La semaine dernière, le Russe Sergueï Lavrov et l’Étasunien John Kerry ont donné pour envisageable la tenue courant du mois de novembre de la conférence de Genève II sur la Syrie si souvent reportée depuis que Moscou et Washington ont convenu de son principe. Après eux, un haut responsable du régime syrien et la Ligue arabe ont été plus précis question date puisque les deux sources ont donné pour probables celles des 23 et 24 novembre.
Pour autant, il faut se garder de verser dans l’optimisme en cette affaire, car des obstacles subsistent qui entravent encore la convocation sans équivoque de la conférence pour les journées annoncées. Le plus compliqué à surmonter est celui que dresse l’opposition syrienne dont les divisions en son sein sur la question de sa participation rendent aléatoire sa présence à la table de négociation. Cette perspective Sergueï Lavrov l’avait en esprit quand il a suggéré à son homologue étasunien d’exercer au nom de son pays des pressions sur cette opposition qui bénéficie de son soutien pour qu’elle accepte sans ambiguïté d’aller à Genève. John Kerry le fera-t-il ? On le saura très certainement à l’issue de la réunion demain à Londres des « Amis de la Syrie » regroupant les représentants de cette opposition et ceux des pays qui la soutiennent à laquelle il participera.
Si Washington a réellement opté pour une solution politique à la crise syrienne et par conséquent à la tenue d’une conférence dédiée à des négociations qui la rendraient possible, son secrétaire d’État dispose des arguments susceptibles de forcer la main à l’opposition anti-Bachar El-Assad. Mais il doit au préalable dissuader d’autres participants à la réunion de Londres de continuer à encourager cette opposition dans le refus de tout dialogue ou négociation avec le régime de Damas. Parmi lesquels l’Arabie Saoudite, le Qatar et la Turquie et la France bien qu’elle ait quelque peu infléchi sa position sur le sujet.
Les États-unis et John Kerry jouent leur crédibilité internationale au cours de cette réunion de Londres dont les décisions détermineront ce qu’il adviendra du projet de conférence de Genève II. Les opposants à l’initiative conjointe russo-étasunienne sont en effet les « protégés » et des alliés de Washington.
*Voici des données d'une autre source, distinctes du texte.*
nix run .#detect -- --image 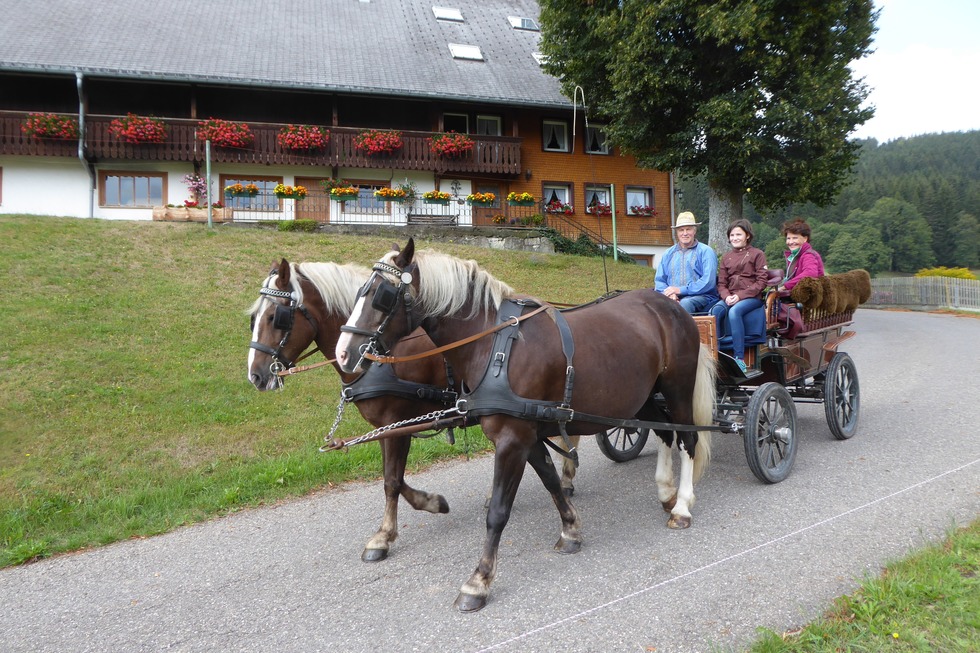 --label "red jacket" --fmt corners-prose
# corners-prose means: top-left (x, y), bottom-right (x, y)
top-left (782, 243), bottom-right (824, 290)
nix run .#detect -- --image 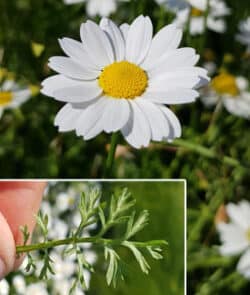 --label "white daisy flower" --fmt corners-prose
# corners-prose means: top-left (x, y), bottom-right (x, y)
top-left (0, 70), bottom-right (39, 118)
top-left (201, 72), bottom-right (250, 119)
top-left (217, 201), bottom-right (250, 278)
top-left (64, 0), bottom-right (118, 17)
top-left (155, 0), bottom-right (189, 12)
top-left (42, 16), bottom-right (209, 148)
top-left (236, 17), bottom-right (250, 51)
top-left (174, 0), bottom-right (230, 35)
top-left (25, 282), bottom-right (49, 295)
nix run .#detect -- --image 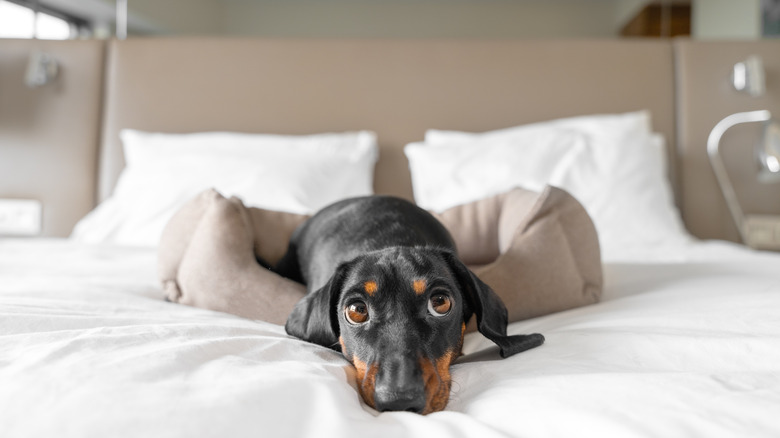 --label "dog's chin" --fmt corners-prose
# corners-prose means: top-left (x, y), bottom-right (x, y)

Leur dépendance multiforme à l’égard des États-Unis rendrait incompréhensible qu’ils ne suivent pas ce pays dans sa démarche. S’ils optent pour le sabordage de l’initiative russo-étasunienne, l’opinion internationale en déduira inévitablement que Washington a été de mauvaise foi dans ses tractations avec Moscou sur une sortie de la crise syrienne par la voie de la négociation.
Pour aussi radicaux qu’ils sont à vouloir la chute du régime syrien par le biais de la confrontation militaire pour laquelle ils équipent sans compter l’opposition en armement, l’Arabie Saoudite, le Qatar et même la Turquie ne peuvent se démarquer des États-Unis en allant à l’encontre de l’accord convenu entre eux et la Russie. A moins d’avoir été préalablement rassurés qu’ils pourront le faire et s’y maintenir sans retour de manivelle préjudiciable pour leur alliance avec les États-Unis. Un scénario qui ne relève pas totalement de la politique fiction au vu de l’intensification sur le terrain de la confrontation entre les deux camps belligérants.
L’on voit mal des opposants disposés au dialogue politique lancer de sanglantes offensives à une petite encablure d’une conférence à laquelle ils auraient décidé d’y aller. Leur stratégie sent au contraire la détermination qui est leur et de ceux qui les inspirent à faire échouer les efforts qui se sont conjugués internationalement pour baliser la route du retour à Genève en vue de la recherche d’une solution politique au conflit syrien. Lavrov n’avait pas tort la semaine dernière de faire comprendre que la balle est dans le camp étasunien pour ce qui est de l’issue de l’initiative russo-américaine.